We are the research group for Geocomputation and Earth Observation (GECO) at the Institute of Geography, University of Bern, Switzerland.
… a team of researchers driven by our curiosity to understand how the terrestrial biosphere operates.
… capacity to detect, quantify, and predict responses of plants and ecosystems to climate change and forecast the impact of extremes.
This is my research group’s website. Here, you can learn about who we are, and about our research. And you can explore our open access tools for the community, and our freely accessible learning materials.
As a group, we are a collection of climate, ecosystem, and data scientists with a special interest in interactions between global environmental change and terrestrial ecology and biogeochemistry.
Our work yields insights into climate change impacts on land ecosystems and provides data-informed predictions of how forests and grasslands respond to a climatic extreme events, rising CO2 and changes in nutrient cycles. We use Earth observation data and develop process-based models that are founded on eco-evolutionary optimality principles to explain plant traits and their adaptation and acclimation to the environment. In more data-driven approaches, we apply machine learning and data assimilation techniques using diverse ecological data (ecosystem flux measurements, forest inventories, remote sensing, and manipulation experimental data, etc.). In brief, we are building models, as simple as possible and as complex as necessary to learn the most. All open access, of course.
We are motivated to gain a better understanding of issues that are becoming increasingly pressing to society and policy and that are key to creating a sustainable future.
Overview of some past and ongoing research.
The advent of abundant Earth observation data enables the development of novel predictive methods for forecasting climate impacts on the state and health of terrestrial ecosystems. Here, we predict the spatial and temporal variations of land surface reflectance and vegetation greenness, measuring the density of green vegetation and active foliage area, conditioned on current and past weather and the local topography. We train two alternative recurrent deep learning models that combine Long Short-Term Memory cells with convolutional layers (ConvLSTM) for forecasting the spatially resolved deviation of surface reflectance across a heterogeneous landscape from a specified initial state. Using data from diverse ecosystems and land cover types across Europe and following a standardized model evaluation framework (EarthNet2021 Challenge), our results indicate increased performance in predicting surface greenness during extreme drought events of the models presented here, compared to currently published benchmarks. This demonstrates how deep learning methods for optical Earth observation time series enable an early-warning of vegetation responses to the impacts of climatic extreme events, such as the drought-related loss of green foliage.

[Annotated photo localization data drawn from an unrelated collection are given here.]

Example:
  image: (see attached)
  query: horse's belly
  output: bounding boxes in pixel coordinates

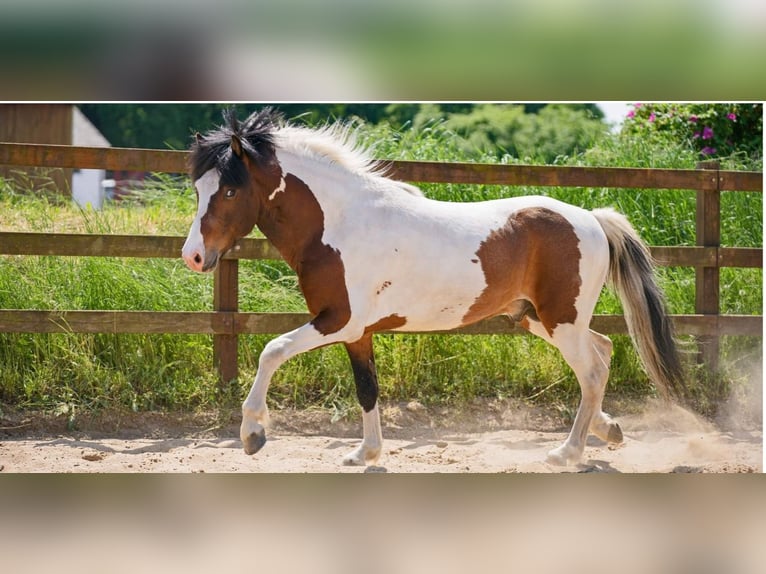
[351,249,492,333]
[385,306,475,332]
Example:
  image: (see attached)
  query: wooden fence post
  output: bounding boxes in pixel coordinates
[213,258,239,384]
[695,160,721,374]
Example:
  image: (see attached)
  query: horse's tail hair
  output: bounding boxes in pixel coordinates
[592,208,686,402]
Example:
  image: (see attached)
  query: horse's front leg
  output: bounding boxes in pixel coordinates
[342,334,383,466]
[240,320,348,455]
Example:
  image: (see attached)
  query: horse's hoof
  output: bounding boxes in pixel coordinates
[342,454,365,467]
[546,451,568,466]
[342,445,381,467]
[607,422,623,444]
[243,428,267,455]
[546,444,581,466]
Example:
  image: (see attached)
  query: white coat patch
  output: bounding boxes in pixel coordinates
[182,169,220,262]
[268,176,287,201]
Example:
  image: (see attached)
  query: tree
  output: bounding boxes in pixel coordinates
[79,104,394,149]
[79,103,608,162]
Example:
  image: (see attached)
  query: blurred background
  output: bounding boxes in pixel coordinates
[1,0,764,100]
[2,475,765,574]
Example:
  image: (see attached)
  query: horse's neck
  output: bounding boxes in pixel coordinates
[256,155,353,271]
[256,211,305,271]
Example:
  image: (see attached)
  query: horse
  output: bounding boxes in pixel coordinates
[182,107,684,467]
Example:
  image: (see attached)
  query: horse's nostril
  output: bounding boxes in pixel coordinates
[194,254,202,265]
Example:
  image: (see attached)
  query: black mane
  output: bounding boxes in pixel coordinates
[188,107,283,184]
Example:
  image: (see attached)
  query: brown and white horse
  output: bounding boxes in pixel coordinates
[182,108,684,467]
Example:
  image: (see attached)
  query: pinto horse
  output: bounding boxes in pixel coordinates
[182,108,684,467]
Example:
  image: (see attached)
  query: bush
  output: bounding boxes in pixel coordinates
[621,103,762,167]
[410,103,607,163]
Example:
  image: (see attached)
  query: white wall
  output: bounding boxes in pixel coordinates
[72,168,106,210]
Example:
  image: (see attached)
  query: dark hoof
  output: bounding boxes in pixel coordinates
[607,423,624,444]
[243,429,267,455]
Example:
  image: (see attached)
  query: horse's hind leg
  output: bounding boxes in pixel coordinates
[586,331,623,445]
[342,334,383,466]
[523,320,620,465]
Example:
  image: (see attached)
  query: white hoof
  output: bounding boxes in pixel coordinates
[342,444,381,467]
[546,443,583,466]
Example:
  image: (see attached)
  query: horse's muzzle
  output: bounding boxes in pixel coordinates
[200,251,220,272]
[182,248,219,273]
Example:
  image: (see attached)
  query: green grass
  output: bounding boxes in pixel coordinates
[0,125,762,422]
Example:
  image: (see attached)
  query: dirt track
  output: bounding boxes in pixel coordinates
[0,400,761,473]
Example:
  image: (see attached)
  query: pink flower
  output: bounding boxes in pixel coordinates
[702,126,714,140]
[634,103,643,108]
[727,113,737,121]
[693,132,701,139]
[648,113,656,122]
[689,115,698,123]
[626,110,635,119]
[701,146,716,156]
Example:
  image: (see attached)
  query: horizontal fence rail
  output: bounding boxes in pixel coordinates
[1,143,763,383]
[1,142,762,190]
[0,232,762,268]
[0,311,761,338]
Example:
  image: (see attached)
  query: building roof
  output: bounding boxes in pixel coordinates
[72,106,111,147]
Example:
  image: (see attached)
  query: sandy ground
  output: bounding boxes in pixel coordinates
[0,400,761,473]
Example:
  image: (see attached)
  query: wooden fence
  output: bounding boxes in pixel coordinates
[0,143,762,383]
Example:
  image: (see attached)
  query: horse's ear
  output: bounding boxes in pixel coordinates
[231,134,244,158]
[195,132,204,144]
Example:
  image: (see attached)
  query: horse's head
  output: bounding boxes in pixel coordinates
[182,108,281,272]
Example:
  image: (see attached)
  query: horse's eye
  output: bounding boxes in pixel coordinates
[225,189,237,198]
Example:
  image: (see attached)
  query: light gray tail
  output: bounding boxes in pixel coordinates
[592,208,685,400]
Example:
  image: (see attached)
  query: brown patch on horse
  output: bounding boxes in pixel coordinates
[200,185,260,259]
[257,172,352,336]
[364,314,407,334]
[462,207,581,337]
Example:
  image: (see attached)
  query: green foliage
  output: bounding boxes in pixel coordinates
[621,103,762,168]
[79,104,401,149]
[407,103,607,163]
[79,103,605,154]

Theory predicts that rising CO2 increases global photosynthesis, a process known as CO2 fertilization, and that this is responsible for much of the current terrestrial carbon sink. The estimated magnitude of the historic CO2 fertilization, however, differs by an order of magnitude between long-term proxies, remote sensing-based estimates and terrestrial biosphere models. Here we constrain the likely historic effect of CO2 on global photosynthesis by combining terrestrial biosphere models, ecological optimality theory, remote sensing approaches and an emergent constraint based on global carbon budget estimates. Our analysis suggests that CO2 fertilization increased global annual terrestrial photosynthesis by 13.5 ± 3.5% or 15.9 ± 2.9 PgC (mean ± s.d.) between 1981 and 2020. Our results help resolve conflicting estimates of the historic sensitivity of global terrestrial photosynthesis to CO2 and highlight the large impact anthropogenic emissions have had on ecosystems worldwide.
Mechanistic vegetation models serve to estimate terrestrial carbon fluxes and climate impacts on ecosystems across diverse biotic and abiotic conditions. Systematically informing them with data is key for enhancing their predictive accuracy and estimate uncertainty. Here we present the Simulating Optimal FUNctioning rsofun R package, providing a computationally efficient and parallelizable implementation of the P-model for site-scale simulations of ecosystem photosynthesis, complemented with functionalities for Bayesian model-data integration and estimation of parameters and uncertainty. We provide a use case to demonstrate the package functionalities for modelling ecosystem gross CO2 uptake at one flux measurement site, including model sensitivity analysis, Bayesian parameter calibration, and prediction uncertainty estimation. rsofun lowers the bar of entry to ecosystem modelling and model-data integration and serves as an open access resource for model development and dissemination.